RV/2101058/2018-RS1 | Art. 59a Abs. 1 Buchst, b der Richtlinie 2006/112/EG des Rates vom über das gemeinsame Mehrwertsteuersystem in der durch die Richtlinie 2008/8/EG des Rates vom mit Wirkung vom geänderten Fassung ist dahin auszulegen, dass Roamingleistungen, die von einem in einem Drittland ansässigen Mobilfunkbetreiber an seine Kunden, die ebenfalls in diesem Drittland ansässig sind bzw. dort ihren Wohnsitz oder gewöhnlichen Aufenthalt haben, erbracht werden und die es diesen Kunden ermöglichen, das nationale Mobilfunknetz des Mitgliedstaats, in dem sie sich vorübergehend aufhalten, zu nutzen, als Dienstleistungen anzusehen sind, deren „tatsächliche Nutzung oder Auswertung“ im Sinne dieser Bestimmung im Gebiet dieses Mitgliedstaats erfolgt, so dass dieser den Ort der Roamingleistungen so behandeln kann, als läge er in seinem Gebiet, wenn dadurch eine Nichtbesteuerung der Roamingleistungen in der Union vermieden wird und ohne dass es hierbei darauf ankommt, welcher steuerlichen Behandlung die Roamingleistungen nach dem nationalen Steuerrecht des Drittlands unterliegen. |
Entscheidungstext
IM NAMEN DER REPUBLIK
Das Bundesfinanzgericht hat durch die Richterin***Ri*** in der Beschwerdesache der ***Beschwerdeführerin***, ***AdresseBf.***, vertreten durch ***StbGmbH***, ***AdresseStb***, über die Beschwerde vom gegen den Bescheid des Finanzamtes Graz-Stadt (nunmehr Finanzamt Österreich) vom betreffend die Erstattung von Vorsteuern für den Zeitraum 01-12/2011 zu Recht erkannt:
Die Beschwerde wird gemäß § 279 BAO als unbegründet abgewiesen.
Gegen dieses Erkenntnis ist eine Revision an den Verwaltungsgerichtshof nach Art. 133 Abs. 4 Bundes-Verfassungsgesetz (B-VG) nicht zulässig.
Entscheidungsgründe
Die Beschwerdeführerin (=Bf.) ist eine im Drittland ansässige Mobilfunkgesellschaft, die an ihre ebenfalls im Drittland ansässigen Kunden im beschwerdegegenständlichen Zeitraum Telekommunikationsdienstleistungen in Österreich erbracht hat.
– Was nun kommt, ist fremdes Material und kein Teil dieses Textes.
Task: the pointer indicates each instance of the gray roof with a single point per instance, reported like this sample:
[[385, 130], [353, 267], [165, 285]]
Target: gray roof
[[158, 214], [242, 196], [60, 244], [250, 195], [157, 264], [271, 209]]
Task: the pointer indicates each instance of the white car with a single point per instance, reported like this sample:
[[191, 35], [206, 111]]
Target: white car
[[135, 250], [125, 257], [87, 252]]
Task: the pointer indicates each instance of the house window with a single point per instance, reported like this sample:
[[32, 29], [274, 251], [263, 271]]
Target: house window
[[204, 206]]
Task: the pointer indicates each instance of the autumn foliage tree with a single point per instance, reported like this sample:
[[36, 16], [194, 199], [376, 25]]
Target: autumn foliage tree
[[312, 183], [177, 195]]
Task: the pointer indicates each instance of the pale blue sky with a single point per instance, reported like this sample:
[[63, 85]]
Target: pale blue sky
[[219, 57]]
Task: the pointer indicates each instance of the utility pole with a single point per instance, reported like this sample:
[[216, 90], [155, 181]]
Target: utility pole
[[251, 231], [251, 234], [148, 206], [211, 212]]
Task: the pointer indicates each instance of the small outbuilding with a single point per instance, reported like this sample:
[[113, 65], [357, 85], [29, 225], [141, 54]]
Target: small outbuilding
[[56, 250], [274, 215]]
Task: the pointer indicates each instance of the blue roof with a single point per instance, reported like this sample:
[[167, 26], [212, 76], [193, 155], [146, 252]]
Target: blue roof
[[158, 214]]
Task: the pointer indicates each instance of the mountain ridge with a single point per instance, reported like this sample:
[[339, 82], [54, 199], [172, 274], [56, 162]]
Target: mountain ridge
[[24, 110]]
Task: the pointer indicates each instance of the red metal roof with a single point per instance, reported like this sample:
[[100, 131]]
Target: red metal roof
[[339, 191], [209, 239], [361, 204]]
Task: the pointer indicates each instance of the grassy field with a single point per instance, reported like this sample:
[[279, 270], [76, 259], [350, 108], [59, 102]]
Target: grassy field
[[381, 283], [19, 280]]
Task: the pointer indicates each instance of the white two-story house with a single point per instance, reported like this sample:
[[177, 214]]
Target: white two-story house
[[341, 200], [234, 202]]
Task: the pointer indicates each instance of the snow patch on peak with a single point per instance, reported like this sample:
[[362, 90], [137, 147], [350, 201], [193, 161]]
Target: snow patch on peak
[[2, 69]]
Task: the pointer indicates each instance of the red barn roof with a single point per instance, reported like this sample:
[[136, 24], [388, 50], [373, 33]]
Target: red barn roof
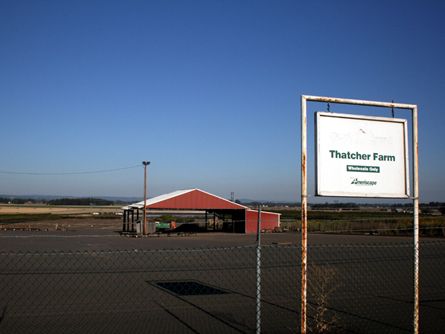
[[190, 199]]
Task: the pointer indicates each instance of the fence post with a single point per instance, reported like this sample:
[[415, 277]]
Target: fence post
[[258, 274]]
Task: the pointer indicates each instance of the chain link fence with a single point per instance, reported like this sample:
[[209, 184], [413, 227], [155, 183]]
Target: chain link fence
[[356, 288]]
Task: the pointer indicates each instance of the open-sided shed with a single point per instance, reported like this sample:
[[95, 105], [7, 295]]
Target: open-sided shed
[[235, 217]]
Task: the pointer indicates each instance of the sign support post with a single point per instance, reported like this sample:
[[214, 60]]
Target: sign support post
[[304, 195]]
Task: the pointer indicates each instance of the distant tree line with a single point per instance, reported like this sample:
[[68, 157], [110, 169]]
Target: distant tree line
[[5, 200], [61, 201], [80, 201]]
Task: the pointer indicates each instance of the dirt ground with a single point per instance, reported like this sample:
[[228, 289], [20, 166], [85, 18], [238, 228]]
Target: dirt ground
[[47, 209]]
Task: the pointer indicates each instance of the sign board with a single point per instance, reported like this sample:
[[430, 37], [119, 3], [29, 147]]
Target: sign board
[[360, 156]]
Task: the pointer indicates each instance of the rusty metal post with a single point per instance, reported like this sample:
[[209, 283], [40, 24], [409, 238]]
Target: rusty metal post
[[303, 214], [414, 110], [416, 219], [144, 227], [258, 274]]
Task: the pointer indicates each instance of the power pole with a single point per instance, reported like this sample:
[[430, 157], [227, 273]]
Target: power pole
[[144, 226]]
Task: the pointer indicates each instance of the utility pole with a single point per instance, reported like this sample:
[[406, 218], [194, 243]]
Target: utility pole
[[144, 226]]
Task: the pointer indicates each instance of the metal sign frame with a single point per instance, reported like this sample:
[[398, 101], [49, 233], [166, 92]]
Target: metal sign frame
[[405, 175], [304, 196]]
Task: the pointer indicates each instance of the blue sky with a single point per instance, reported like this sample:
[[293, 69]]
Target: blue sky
[[207, 90]]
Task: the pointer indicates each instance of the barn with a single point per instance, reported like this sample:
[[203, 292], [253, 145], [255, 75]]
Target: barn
[[220, 214]]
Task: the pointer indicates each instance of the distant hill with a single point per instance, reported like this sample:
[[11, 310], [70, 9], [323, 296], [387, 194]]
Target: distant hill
[[66, 200]]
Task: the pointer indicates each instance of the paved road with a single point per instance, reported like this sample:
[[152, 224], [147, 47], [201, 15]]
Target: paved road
[[102, 282]]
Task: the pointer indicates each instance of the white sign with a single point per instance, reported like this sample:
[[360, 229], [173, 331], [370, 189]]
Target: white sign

Um den Kunden der Bf. während deren Aufenthalten in Österreich die Benützung von Mobiltelefonen zu ermöglichen, stellte ein österreichischer Netzbetreiber (Provider) der Bf. sein Netz gegen Verrechnung von Benützungsgebühren unter Ausweis österreichischer Umsatzsteuer zur Verfügung.
Die Bf. verrechnete ihren Kunden für die Nutzung des österreichischen Netzes Roaming-Gebühren.
Mit Erstattungsantrag vom beantragte die Bf. für den Zeitraum 01-12/2011 die Erstattung der ihr vom österreichischen Netzbetreiber in Rechnung gestellten Vorsteuern nach dem Verfahren gemäß der Verordnung BGBl. Nr. 279/1995.
Das Finanzamt versagte die Erstattung der Vorsteuern im Wesentlichen mit der Begründung, dass die Umsätze der Bf. (Roaming-Gebühren) nach der Verordnung BGBl. II Nr. 383/2003 idF BGBl. II Nr. 221/2009 im Inland steuerbar seien, weil die erbrachten Telekommunikationsdienstleistungen in Österreich genutzt und ausgewertet würden und im Drittland keiner der inländischen Umsatzsteuer vergleichbaren Steuerbelastung unterliegen würden. Daher sei eine Voraussetzung für die Zulässigkeit des Erstattungsverfahrens nicht erfüllt.
Das Finanzamt wies die dagegen erhobene Berufung (nunmehr Beschwerde) mit Beschwerdevorentscheidung vom ab.
Mit Eingabe vom stellte die Bf. einen Vorlageantrag, welcher dem Bundesfinanzgericht am vorgelegt wurde.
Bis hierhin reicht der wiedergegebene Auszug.